O nome não engana: trata-se de mais um filme enfocando o após a morte, aquele estado nebuloso e incerto sobre o qual religiões de todo mundo têm seu próprio e definitivo ponto de vista. O filme do japonês Hirokazu Kore-eda consegue passar ao largo da visão religiosa - no máximo, admite que há um estágio depois da morte, coisa de que materialistas radicais podem discordar. Mas aí não haveria o instigante filme de Kore-eda.
A única fé a que se recorre aqui é a fé no cinema. Não é por acaso que o cenário é uma espécie de terra de ninguém, povoada por uma reduzida equipe do que se pode chamar de diligentes funcionários - a serviço de quem, não se sabe - , encarregados de receber um grupo de pessoas que acabam de morrer. Guardiães desta fronteira final, estes delicados monitores informam aos recém-chegados que eles acabam de falecer e que têm três dias para escolher a lembrança mais feliz de suas vidas - futura base de um filme que substituirá suas memórias por toda a eternidade.

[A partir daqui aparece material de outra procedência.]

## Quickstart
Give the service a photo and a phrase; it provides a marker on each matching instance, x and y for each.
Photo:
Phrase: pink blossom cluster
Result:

Não poderia ser mais cinematográfica esta visão de paraíso. E é curioso, em se tratando de um mundo etéreo como este - que tanto serve para simbolizar o depois da vida ou a imaginação -, o quanto os recursos deste filme dependem completamente de recursos materiais. Precisa-se de câmeras, cenários, atores, figurino, maquiagem, até de efeitos especiais, de uma simplicidade que nunca se intimida na busca da própria superação, diante da ambiciosa missão de traduzir seu tema da forma mais fiel. Uma enorme responsabilidade, já que o espectador deste filme deve sempre ficar satisfeito no final, porque partirá com não mais do que esta sensação em sua bagagem, impossível de ser trocada no futuro.

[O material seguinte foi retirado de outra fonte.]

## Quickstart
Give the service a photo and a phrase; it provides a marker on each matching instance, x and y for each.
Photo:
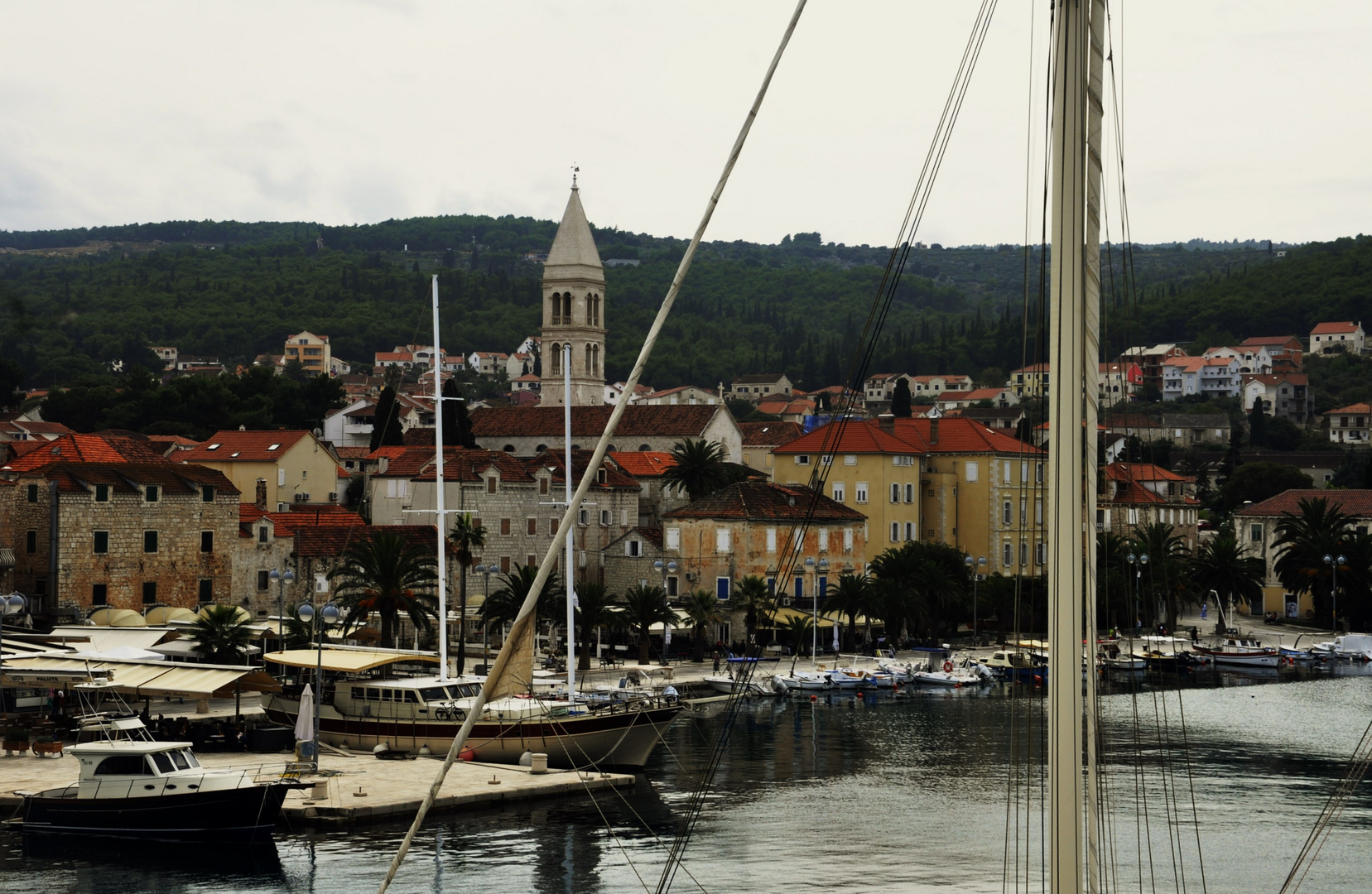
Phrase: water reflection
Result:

É sintomático como o filme de Kore-eda ganha a adesão de seus próprios espectadores, suscitando a pergunta: afinal, que lembrança vale toda a eternidade? Da mesma forma, evita as armadilhas do espiritualismo de fachada das superproduções de Hollywood ao manter-se enraizado num humanismo rico de emoções discretas. A façanha é tanto maior quando se sabe que o diretor filmou depoimentos de não-atores, que falam diretamente para a câmera quais são as suas lembranças da vida inteira. Este entrelaçamento do real e do fictício é de tal forma equilibrado que não se sabe onde começa um e termina o outro, ainda mais que Kore-eda evita distinguir os amadores e os atores.
Isso é mero detalhe. O mais importante é o quanto um filme aparentemente minimalista como este consegue multiplicar-se em camadas de sentido e reinterpretação à medida em que se recorda suas passagens. Ao final, fica a sensação de que, se há algo que não se pode superar, deste ou do outro lado da vida - se existir - é a condição humana, única medida de todas as coisas.